Entscheidungsstichwort (Thema)
Prozesskostenhilfe wegen allgemeinem wirtschaftlichem Interesse an der Rechtsverfolgung
Leitsatz (redaktionell)
1. Nur wenn bei Unterlassung der Rechtsverfolgung außer den an der Führung des Prozesses wirtschaftlich Beteiligten ein erheblicher Personenkreis in Mitleidenschaft gezogen wurde, ist das für die Gewährung von Prozeßkostenhilfe nach § 116 Satz 1 Nr. 2 ZPO erforderliche allgemeine wirtschaftliche Interesse an der Rechtsverfolgung gegeben. Daß der Rechtsstreit allgemein interessierende Rechtsfragen betrifft, reicht nicht aus.
2. Ob Prozeßkostenhilfe für das Verfahren auf Bewilligung von Prozeßkostenhilfe bewilligt werden kann, braucht dann nicht entschieden zu werden, wenn seit Einreichung des hierauf gerichteten Antrags für das den Rechtsstreit betreffende Prozeßkostenhilfeverfahren Kosten, für die eine Hilfe zu gewähren ist, nicht entstanden sind und nicht mehr entstehen können.
Normenkette
FGO § 142 Abs. 1; ZPO § 116 S. 1 Nr. 2, § 114
Nachgehend
Tatbestand
Die Klägerin und Antragstellerin wurde mit Haftungsbescheid des beklagten Finanzamts vom 13.März 1978 (Übersendung am 11.März 1978) für rückständige Umsatzsteuern 1976 der X-GmbH (GmbH) als Haftungsschuldner in Anspruch genommen. Das Finanzamt ging hierbei davon aus, daß die GmbH, die ihren Geschäftsbetrieb zum 31. Dezember 1975 eingestellt hatte, ihr Umlauf- und Anlagevermögen zum 1.Januar 1976 an die Klägerin veräußert habe und die Klägerin als Übernehmerin des Vermögens der GmbH für deren Schulden hafte (§ 419 BGB). Mit Haftungsbescheid vom 13.April 1982, der während des Klageverfahrens erlassen wurde, hat das Finanzamt die Haftungssumme herabgesetzt.
Das Finanzgericht hat die Klage abgewiesen.
Die Klägerin hat unter Vorlage einer Erklärung über ihre persönlichen und wirtschaftlichen Verhältnisse beantragt, ihr zur Durchführung des beabsichtigten Revisionsverfahrens vor dem Bundesfinanzhof Prozeßkostenhilfe zu bewilligen.
Entscheidungsgründe
Der Antrag ist abzulehnen.
Gemäß § 142 Abs.1 FGO i.V. mit § 116 Satz 1 Nr.2 der Zivilprozeßordnung (ZPO) in der Fassung des Gesetzes über Prozeßkostenhilfe vom 13.Juni 1980 (BGBl I 1980, 677) erhält eine inländische juristische Person Prozeßkostenhilfe, wenn die Kosten des Rechtsstreits weder von ihr noch den am Gegenstand des Rechtsstreits wirtschaftlich Beteiligten aufgebracht werden können und wenn die Unterlassung der Rechtsverfolgung allgemeinen wirtschaftlichen Interessen zuwiderlaufen würde.

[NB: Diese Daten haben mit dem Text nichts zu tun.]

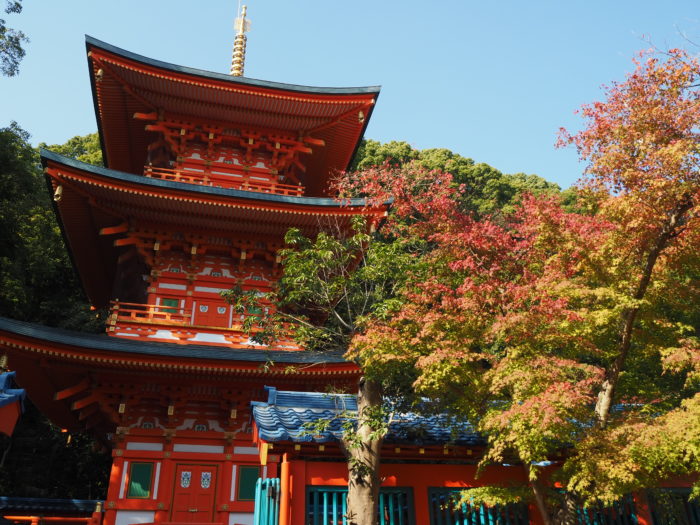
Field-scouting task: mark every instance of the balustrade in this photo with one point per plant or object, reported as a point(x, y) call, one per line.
point(222, 181)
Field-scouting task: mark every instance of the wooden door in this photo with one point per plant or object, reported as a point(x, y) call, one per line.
point(211, 313)
point(194, 494)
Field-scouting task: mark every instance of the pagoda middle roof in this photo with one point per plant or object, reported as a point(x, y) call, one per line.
point(119, 352)
point(125, 83)
point(94, 198)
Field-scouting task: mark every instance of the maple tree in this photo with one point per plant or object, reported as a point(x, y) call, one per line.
point(570, 336)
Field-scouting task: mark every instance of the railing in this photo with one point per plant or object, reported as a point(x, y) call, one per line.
point(446, 509)
point(140, 313)
point(173, 317)
point(325, 505)
point(39, 520)
point(221, 181)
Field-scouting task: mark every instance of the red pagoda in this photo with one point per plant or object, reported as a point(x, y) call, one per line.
point(204, 174)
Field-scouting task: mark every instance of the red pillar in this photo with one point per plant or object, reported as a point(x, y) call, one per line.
point(298, 491)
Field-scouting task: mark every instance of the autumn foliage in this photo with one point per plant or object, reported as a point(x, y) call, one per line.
point(570, 335)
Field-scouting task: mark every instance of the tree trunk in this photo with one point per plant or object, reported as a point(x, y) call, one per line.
point(362, 450)
point(541, 502)
point(673, 227)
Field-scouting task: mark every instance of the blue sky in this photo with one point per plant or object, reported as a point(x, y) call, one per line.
point(493, 81)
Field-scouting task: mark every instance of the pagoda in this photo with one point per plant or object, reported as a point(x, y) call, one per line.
point(204, 174)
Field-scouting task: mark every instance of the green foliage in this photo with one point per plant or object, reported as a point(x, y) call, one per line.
point(11, 41)
point(37, 281)
point(487, 191)
point(41, 461)
point(85, 148)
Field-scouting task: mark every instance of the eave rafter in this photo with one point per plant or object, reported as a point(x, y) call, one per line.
point(123, 83)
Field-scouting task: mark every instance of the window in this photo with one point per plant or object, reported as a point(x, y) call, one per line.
point(140, 476)
point(255, 310)
point(328, 505)
point(445, 509)
point(170, 303)
point(247, 477)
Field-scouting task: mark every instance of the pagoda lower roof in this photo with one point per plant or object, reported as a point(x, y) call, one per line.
point(125, 83)
point(94, 198)
point(113, 352)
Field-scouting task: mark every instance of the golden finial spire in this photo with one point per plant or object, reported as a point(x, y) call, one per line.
point(241, 25)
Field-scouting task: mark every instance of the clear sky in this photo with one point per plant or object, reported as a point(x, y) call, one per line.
point(491, 80)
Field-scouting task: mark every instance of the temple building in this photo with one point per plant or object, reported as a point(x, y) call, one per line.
point(203, 175)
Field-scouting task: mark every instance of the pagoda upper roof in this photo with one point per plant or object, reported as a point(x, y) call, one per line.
point(125, 83)
point(94, 198)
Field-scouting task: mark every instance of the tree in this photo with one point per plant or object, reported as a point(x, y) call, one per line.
point(11, 40)
point(85, 148)
point(487, 190)
point(37, 280)
point(550, 318)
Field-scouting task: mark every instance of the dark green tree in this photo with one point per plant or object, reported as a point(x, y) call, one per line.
point(11, 41)
point(37, 281)
point(487, 191)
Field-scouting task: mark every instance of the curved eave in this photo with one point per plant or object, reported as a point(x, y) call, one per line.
point(113, 352)
point(131, 83)
point(91, 42)
point(94, 198)
point(318, 204)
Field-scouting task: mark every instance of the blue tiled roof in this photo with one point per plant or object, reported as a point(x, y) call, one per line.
point(125, 347)
point(287, 416)
point(10, 395)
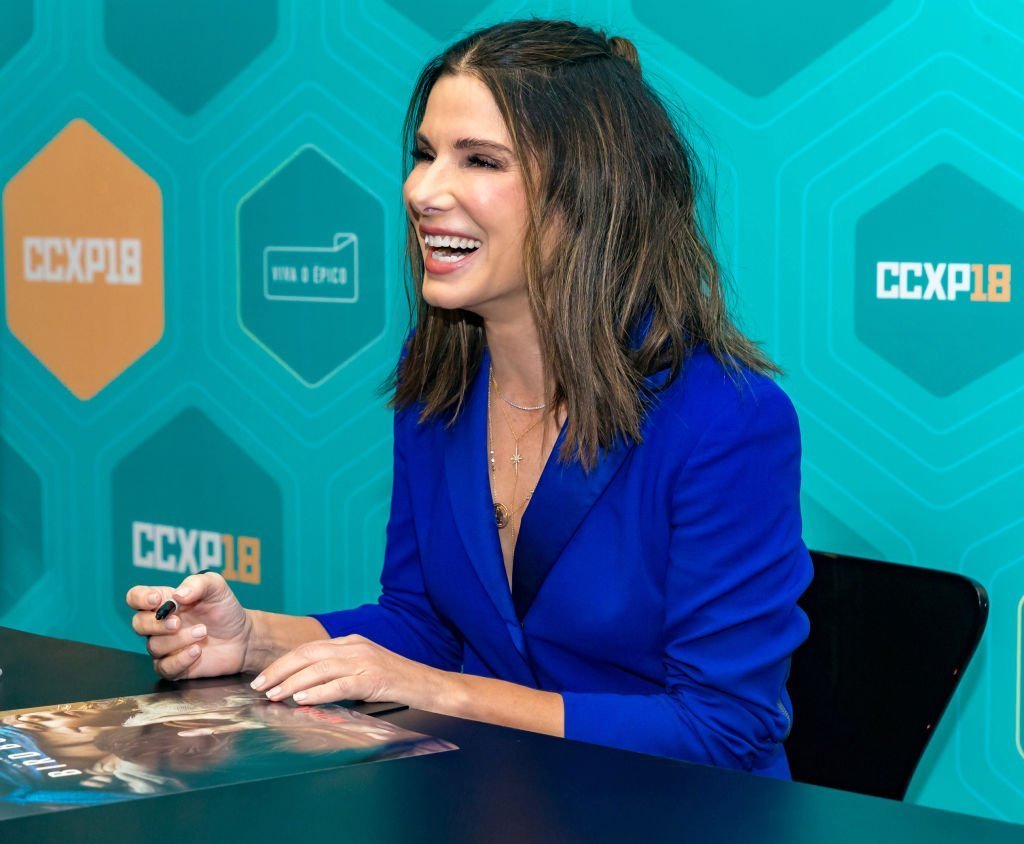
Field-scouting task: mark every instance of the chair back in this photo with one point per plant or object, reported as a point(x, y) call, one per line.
point(888, 646)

Im vorliegenden Fall fehlt es an der letztgenannten Voraussetzung. Denn ein allgemeines wirtschaftliches Interesse an der Rechtsverfolgung ist nur dann gegeben, wenn bei Unterlassung der Rechtsverfolgung außer den an der Führung des Prozesses wirtschaftlich Beteiligten ein erheblicher Personenkreis in Mitleidenschaft gezogen würde (vgl. BFH-Beschluß vom 31.Juli 1973 VII R 125/71, BFHE 110, 176, BStBl II 1973, 851, mit Hinweisen). Die Klägerin hat nicht dargetan, daß diese Möglichkeit im vorliegenden Fall bestehen könnte, und es ist dies auch nicht erkennbar.
Daß der Rechtsstreit –was hier nicht auszuschließen ist– allgemein interessierende Rechtsfragen betrifft, reicht nicht aus (vgl. Beschluß des Bundesgerichtshofs vom 20.Januar 1965 VIII ZR 304/62, Neue Juristische Wochenschrift 1965, 585).
Ob Prozeßkostenhilfe für das Verfahren auf Bewilligung von Prozeßkostenhilfe bewilligt werden kann, braucht nicht entschieden zu werden, da seit Einreichung des hierauf gerichteten Antrags der Klägerin vom 21.Oktober 1982 für das die Revision betreffende Prozeßkostenhilfeverfahren Kosten, für die eine Hilfe zu gewähren ist, nicht entstanden sind und mit Erlaß dieses Beschlusses nicht mehr entstehen können.